Well, what is that? Is it one’s extremist libertarian or communist political views, is that where we draw the line? Or my sciatica attack last summer, and the various EMS and hospital services provided for it? A Canadian’s belief that childless people are discriminated against? One’s views on capital punishment, genetically modified foods, appropriate sexual behaviour, and that Jennifer Lawrence rather than Amy Adams should have received a best-actress Oscar nod for American Hustle?
Google, as it happens, is poised to become still more intrusive, having just lavished $3.2 billion (U.S.) on a tiny outfit called Nest. That firm has invented a popular line of home thermostat and smoke-alarm devices.
Not long from now, electronic devices of all descriptions – the computers in your car, your kitchen appliances, your smartphones, your CD and DVD players – will “talk” to each other.
The endgame here is that your Android smartphone – Google’s Android runs the majority of the world’s smartphones – will eventually be collecting data not only in the form of information, such as emails and Web-page views, but data about your machines and what you ask them to do.
In time, you will be able to use your smartphone to remotely adjust that Nest thermostat. To instruct your TV to record a Lincoln Center performance you just learned of moments ago from a concert-listing app on your smartphone. In this age of telemedicine, you’ll be able to set off an alarm reminding your dad to take his meds. The data that search firms now collect – and Google already has pictures of your home and place of employment taken from street level and outer space – will ramp up to even more exhaustive levels.

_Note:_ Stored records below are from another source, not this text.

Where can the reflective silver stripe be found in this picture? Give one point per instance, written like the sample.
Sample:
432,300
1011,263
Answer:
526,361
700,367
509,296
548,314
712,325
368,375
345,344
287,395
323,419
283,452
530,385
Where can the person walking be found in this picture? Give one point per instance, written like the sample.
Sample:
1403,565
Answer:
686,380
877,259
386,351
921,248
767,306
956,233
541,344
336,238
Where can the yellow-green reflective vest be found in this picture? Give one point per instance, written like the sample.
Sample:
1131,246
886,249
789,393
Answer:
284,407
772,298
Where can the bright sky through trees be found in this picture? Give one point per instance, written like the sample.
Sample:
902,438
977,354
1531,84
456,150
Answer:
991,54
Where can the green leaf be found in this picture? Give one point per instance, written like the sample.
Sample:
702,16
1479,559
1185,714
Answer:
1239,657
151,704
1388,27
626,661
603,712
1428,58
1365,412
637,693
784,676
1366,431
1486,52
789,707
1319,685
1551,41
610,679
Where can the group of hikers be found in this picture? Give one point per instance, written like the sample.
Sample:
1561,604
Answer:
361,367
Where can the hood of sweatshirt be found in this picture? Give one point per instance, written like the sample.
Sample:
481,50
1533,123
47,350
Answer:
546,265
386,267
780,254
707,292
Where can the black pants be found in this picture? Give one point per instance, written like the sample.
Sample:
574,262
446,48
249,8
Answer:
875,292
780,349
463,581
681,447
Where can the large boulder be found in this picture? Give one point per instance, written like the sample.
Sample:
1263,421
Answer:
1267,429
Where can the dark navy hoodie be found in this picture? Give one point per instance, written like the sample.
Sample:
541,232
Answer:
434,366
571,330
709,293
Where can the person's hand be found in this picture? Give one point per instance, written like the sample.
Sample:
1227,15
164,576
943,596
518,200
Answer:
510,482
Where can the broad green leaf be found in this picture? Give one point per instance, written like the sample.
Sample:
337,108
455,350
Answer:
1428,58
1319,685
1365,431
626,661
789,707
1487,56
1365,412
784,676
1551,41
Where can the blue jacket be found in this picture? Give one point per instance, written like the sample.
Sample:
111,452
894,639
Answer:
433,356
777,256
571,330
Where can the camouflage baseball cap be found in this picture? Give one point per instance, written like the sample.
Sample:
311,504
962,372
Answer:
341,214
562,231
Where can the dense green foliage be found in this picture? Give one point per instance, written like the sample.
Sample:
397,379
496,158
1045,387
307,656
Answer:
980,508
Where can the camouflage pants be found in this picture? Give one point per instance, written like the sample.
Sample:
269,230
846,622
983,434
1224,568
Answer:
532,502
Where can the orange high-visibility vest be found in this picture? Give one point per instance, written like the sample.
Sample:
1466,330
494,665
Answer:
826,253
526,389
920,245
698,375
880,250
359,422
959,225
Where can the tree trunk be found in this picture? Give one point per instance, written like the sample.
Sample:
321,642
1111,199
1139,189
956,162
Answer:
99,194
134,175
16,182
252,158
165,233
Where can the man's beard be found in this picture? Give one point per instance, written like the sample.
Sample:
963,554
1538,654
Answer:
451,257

Yet, here’s the nub of the matter. Very few of us seem to care that our lives are becoming even more of an open book, to be commercially exploited.
The big takeaway from the Edward Snowden revelations about global spying – Canada snooping on Brazil, and America’s National Security Administration (NSA) spying on, well, everybody – is a scandal of interest to a few journalists and practically no one else. It seems that post 9/11, we expect and perhaps hope to be monitored, for our collective safety.
Merchants have sought to know their customers better since a grocer regrettably had to turn away Adam for lack of the pomegranates he sought. So we’ve become sanguine about our merchants’ desire to know more about us. How else to explain why our sleep-apnea friend’s complaint has not resonated with the general public?
We do have a decision to make, a choice of just two options. We can demand that Internet search services get serious about self-policing. Or we can ask the state to determine with more precision what data can be collected and sold, and which cannot.
The first option is preferable, despite the sorry record of self-policing. Google and its rivals are most readily able to manipulate the data they’ve collected on us in a way that is not harmful to our interests.
For the state to do so opens the door to abuse. Who knows, a premier or governor might use it to close a bridge out of partisan revenge. At the very least, taxpayers would prefer not to finance a new bureaucracy to climb the steep learning curve on how to administer the greatest amassing of information in history.
Yes, Big Brother is watching. Turns out Big Brother is not just the state, as George Orwell predicted, but business too, anoutcome unforeseen by the author of Nineteen Eighty-Four.